Down the sidewalk from me, Dusha shoved Clementine into the rear seat of the SUV.
Her blond head popped back out of the door hole, definitely haranguing him with one finger wagging hard.
Dusha palmed Clementine’s skull and pushed her head back inside to shut the door, and then I was worried for Dusha’s life.
Ueli was still talking above my head to Nicolai, presumably, hopefully. God, I hoped Ueli’s calm and dry demeanor meant Nico was okay. I was about ready to ralph on the stove-hot sidewalk from terror at Nicolai’s safety and my own maybe-impending death at Ueli’s hands.
He frog-marched me toward the SUV, its door open and gaping into the darkness inside.
Desert sunlight needled my arms and the top of my head.
Ueli still pointed his gun at the sidewalk and griped at hopefully-Nicolai as he spoke through his Bluetooth headset.
Don’t let them take you to the second location.
That mantra was drilled into girls as soon as they could understand in an attempt to keep them safer from men, to keep us from complying with men’s commands like we are pressured to do in every single aspect of our lives except when we are somehow responsible for our own safety from men.
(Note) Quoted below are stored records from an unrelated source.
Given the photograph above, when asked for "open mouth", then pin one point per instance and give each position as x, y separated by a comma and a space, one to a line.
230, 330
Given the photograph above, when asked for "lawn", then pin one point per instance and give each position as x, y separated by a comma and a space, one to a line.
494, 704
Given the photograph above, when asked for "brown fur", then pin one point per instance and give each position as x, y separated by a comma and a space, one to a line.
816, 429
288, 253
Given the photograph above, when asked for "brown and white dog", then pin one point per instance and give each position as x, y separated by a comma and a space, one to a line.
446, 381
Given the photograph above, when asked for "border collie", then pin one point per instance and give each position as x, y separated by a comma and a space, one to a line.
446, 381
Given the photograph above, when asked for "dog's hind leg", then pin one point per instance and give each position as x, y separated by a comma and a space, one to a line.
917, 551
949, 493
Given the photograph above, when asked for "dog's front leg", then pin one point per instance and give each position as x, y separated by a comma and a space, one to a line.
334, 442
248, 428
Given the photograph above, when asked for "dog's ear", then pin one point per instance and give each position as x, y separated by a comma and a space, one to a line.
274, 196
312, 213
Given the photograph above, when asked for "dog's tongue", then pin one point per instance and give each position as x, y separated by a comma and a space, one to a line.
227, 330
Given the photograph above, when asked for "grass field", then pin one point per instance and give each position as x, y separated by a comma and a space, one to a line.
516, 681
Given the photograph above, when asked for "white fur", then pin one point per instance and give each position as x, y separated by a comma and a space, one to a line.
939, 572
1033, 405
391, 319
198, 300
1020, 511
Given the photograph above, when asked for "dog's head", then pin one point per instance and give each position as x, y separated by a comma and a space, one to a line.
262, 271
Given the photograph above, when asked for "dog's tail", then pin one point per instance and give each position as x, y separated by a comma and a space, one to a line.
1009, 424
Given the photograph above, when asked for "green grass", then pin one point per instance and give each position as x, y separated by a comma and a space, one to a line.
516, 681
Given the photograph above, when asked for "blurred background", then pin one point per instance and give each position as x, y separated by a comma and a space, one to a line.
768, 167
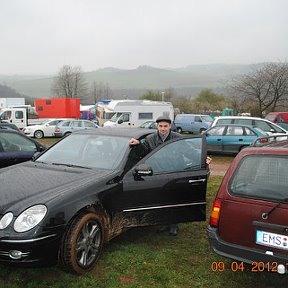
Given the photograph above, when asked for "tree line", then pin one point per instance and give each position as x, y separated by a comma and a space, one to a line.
260, 91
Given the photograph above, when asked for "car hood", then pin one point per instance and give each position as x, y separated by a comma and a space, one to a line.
26, 184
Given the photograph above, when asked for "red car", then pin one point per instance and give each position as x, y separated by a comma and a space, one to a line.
249, 220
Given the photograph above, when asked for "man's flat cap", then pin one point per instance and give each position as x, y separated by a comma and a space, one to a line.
163, 119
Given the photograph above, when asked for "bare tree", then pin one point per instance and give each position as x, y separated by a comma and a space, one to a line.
99, 91
266, 88
69, 83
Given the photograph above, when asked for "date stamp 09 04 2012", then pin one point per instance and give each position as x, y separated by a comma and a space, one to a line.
253, 267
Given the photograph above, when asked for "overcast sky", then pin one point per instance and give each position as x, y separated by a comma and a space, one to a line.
40, 36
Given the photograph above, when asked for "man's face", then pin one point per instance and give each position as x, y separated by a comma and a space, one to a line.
163, 127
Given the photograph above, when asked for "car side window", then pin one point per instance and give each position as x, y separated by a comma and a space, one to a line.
249, 132
76, 124
15, 142
55, 122
65, 123
216, 131
177, 156
263, 125
236, 131
88, 124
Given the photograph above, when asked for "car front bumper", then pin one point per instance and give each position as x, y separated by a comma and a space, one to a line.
244, 254
36, 251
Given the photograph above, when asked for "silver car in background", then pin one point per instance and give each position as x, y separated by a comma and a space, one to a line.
68, 126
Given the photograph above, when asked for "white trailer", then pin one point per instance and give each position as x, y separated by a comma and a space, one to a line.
132, 113
11, 102
19, 117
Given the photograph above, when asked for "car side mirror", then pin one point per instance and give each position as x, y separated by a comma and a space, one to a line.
142, 170
35, 155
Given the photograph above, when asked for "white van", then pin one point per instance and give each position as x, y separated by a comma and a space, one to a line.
264, 124
132, 113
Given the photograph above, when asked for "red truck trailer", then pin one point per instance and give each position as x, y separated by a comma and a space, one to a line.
58, 107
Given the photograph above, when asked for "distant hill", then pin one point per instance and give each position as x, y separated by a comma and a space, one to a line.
186, 81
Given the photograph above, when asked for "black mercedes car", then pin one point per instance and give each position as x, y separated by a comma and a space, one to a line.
91, 186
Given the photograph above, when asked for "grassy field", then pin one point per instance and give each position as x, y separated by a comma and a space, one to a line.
144, 258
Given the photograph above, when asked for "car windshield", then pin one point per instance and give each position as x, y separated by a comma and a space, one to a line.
271, 117
91, 151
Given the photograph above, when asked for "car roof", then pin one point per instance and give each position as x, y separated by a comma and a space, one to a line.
240, 117
8, 130
233, 125
114, 131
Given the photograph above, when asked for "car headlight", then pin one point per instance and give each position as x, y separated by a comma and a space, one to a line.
6, 220
29, 218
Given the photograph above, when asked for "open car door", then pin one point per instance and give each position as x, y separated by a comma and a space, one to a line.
168, 185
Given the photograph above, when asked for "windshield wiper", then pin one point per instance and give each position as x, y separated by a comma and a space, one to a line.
266, 214
71, 165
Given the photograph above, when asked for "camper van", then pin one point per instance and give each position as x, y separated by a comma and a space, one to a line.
132, 113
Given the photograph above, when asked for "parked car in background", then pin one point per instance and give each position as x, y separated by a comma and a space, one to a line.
249, 221
192, 123
264, 124
15, 148
68, 126
231, 138
45, 129
4, 124
91, 186
153, 125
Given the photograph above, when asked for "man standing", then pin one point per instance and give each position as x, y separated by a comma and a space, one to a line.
152, 141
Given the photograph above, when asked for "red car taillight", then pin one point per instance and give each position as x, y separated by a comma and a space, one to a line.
215, 213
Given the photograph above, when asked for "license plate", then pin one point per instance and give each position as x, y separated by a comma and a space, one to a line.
272, 239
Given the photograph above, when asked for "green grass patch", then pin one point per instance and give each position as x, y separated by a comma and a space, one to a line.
143, 258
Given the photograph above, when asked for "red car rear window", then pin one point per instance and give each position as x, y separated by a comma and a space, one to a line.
261, 176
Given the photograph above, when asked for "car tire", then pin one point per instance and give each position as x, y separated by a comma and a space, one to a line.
38, 134
83, 243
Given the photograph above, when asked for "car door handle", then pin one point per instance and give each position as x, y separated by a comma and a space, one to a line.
197, 180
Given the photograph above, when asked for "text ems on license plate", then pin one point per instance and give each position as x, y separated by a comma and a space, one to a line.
272, 239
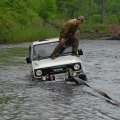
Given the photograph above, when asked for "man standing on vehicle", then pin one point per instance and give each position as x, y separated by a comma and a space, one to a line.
67, 37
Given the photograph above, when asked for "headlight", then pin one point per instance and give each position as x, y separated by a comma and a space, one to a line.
76, 66
38, 72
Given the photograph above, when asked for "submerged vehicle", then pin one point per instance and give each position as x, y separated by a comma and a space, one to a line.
45, 68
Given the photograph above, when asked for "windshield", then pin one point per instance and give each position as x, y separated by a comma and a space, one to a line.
42, 51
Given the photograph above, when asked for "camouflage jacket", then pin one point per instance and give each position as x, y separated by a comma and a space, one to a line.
69, 29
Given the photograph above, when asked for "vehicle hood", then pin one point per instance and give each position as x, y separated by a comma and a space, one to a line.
62, 60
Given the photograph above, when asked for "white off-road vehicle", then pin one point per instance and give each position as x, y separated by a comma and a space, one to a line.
45, 68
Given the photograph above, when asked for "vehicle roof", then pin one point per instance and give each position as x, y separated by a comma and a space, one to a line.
46, 41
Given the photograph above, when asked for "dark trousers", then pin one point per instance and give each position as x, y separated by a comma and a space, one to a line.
69, 41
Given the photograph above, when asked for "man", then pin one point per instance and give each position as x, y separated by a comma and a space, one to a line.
67, 37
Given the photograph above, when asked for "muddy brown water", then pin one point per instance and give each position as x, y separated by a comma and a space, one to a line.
23, 99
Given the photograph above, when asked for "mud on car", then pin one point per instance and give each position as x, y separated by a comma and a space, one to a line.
45, 68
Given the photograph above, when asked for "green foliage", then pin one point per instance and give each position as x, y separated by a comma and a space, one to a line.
28, 20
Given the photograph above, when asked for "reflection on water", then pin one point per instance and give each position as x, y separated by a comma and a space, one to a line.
23, 99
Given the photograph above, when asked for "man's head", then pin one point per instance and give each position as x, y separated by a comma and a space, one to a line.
80, 19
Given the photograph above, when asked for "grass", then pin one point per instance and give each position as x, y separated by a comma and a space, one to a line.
13, 56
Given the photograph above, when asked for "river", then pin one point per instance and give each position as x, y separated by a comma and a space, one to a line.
23, 99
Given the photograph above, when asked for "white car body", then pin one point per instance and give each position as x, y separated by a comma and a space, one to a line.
45, 68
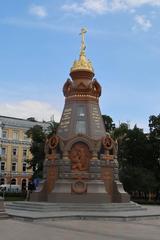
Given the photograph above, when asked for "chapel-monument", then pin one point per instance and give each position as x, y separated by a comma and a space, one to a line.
81, 159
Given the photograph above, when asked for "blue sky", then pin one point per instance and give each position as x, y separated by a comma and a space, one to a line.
39, 40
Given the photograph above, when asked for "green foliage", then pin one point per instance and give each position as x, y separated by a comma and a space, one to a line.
39, 136
138, 155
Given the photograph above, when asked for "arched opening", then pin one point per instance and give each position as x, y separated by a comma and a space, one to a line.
80, 156
13, 181
24, 184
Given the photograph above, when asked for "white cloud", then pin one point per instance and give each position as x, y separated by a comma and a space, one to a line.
38, 10
87, 6
103, 6
29, 108
142, 22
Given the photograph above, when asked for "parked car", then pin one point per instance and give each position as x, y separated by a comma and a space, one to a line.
10, 188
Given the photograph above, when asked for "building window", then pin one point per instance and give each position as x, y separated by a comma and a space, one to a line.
3, 151
81, 127
14, 167
2, 181
4, 134
80, 111
24, 184
2, 166
24, 167
15, 135
13, 181
14, 152
25, 137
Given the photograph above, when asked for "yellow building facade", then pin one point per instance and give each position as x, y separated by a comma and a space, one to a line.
15, 150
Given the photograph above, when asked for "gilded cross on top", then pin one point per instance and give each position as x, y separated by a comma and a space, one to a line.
83, 46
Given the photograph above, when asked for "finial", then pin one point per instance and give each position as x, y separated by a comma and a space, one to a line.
83, 46
82, 63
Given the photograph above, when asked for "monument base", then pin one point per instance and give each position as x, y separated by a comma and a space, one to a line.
90, 192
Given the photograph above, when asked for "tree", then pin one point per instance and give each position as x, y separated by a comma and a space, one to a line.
39, 136
154, 126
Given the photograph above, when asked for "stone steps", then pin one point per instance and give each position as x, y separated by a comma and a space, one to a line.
72, 207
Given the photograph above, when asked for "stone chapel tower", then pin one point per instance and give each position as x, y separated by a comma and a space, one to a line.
81, 159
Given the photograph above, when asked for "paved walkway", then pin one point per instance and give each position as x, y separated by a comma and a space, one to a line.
80, 230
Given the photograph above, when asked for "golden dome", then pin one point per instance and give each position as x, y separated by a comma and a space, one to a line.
83, 63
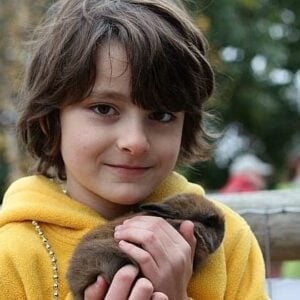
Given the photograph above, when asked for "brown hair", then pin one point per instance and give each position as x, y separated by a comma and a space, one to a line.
166, 53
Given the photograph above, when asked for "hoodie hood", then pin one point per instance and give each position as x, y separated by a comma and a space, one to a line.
42, 199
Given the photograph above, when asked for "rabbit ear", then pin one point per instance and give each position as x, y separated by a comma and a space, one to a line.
159, 210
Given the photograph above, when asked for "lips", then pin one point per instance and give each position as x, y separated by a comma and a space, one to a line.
130, 170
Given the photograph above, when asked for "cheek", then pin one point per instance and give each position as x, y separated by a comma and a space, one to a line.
169, 149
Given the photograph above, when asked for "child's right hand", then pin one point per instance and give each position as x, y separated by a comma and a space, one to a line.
123, 287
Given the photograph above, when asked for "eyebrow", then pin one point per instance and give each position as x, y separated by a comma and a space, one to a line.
106, 93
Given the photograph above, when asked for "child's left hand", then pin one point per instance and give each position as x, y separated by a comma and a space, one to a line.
164, 255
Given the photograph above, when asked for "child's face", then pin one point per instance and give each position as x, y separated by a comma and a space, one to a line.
114, 152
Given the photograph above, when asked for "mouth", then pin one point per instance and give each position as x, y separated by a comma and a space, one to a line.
128, 170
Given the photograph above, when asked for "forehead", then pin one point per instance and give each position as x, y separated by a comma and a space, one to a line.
112, 65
The SUV was closer, and Ueli was going to shove me into it to take me to a second location.
Whether or not I trusted Nicolai was immaterial. Nicolai wasn’t here. Ueli had separated me from him. Or I had gotten separated. It was a blur.
But Nicolai hadn’t told me I could trust Ueli.
If anything, Nicolai didn’t trust Ueli. All those little glances and taking me into the bathroom to talk out of their hearing rose in my head like a thunderstorm.
And Ueli was dragging me away from him.
My knees collapsed under me, and I hung from Ueli’s arm by my chin.
Even buff, burly Ueli couldn’t handle gravity pulling the dead, floppy weight of a whole limp human hanging on his shoulder joint, and he bent, following my descent.
I twisted and ducked.
I rolled.
I got away.
I ran.
Behind me, Ueli said a bunch of words in German and then yelled, “Come back here!”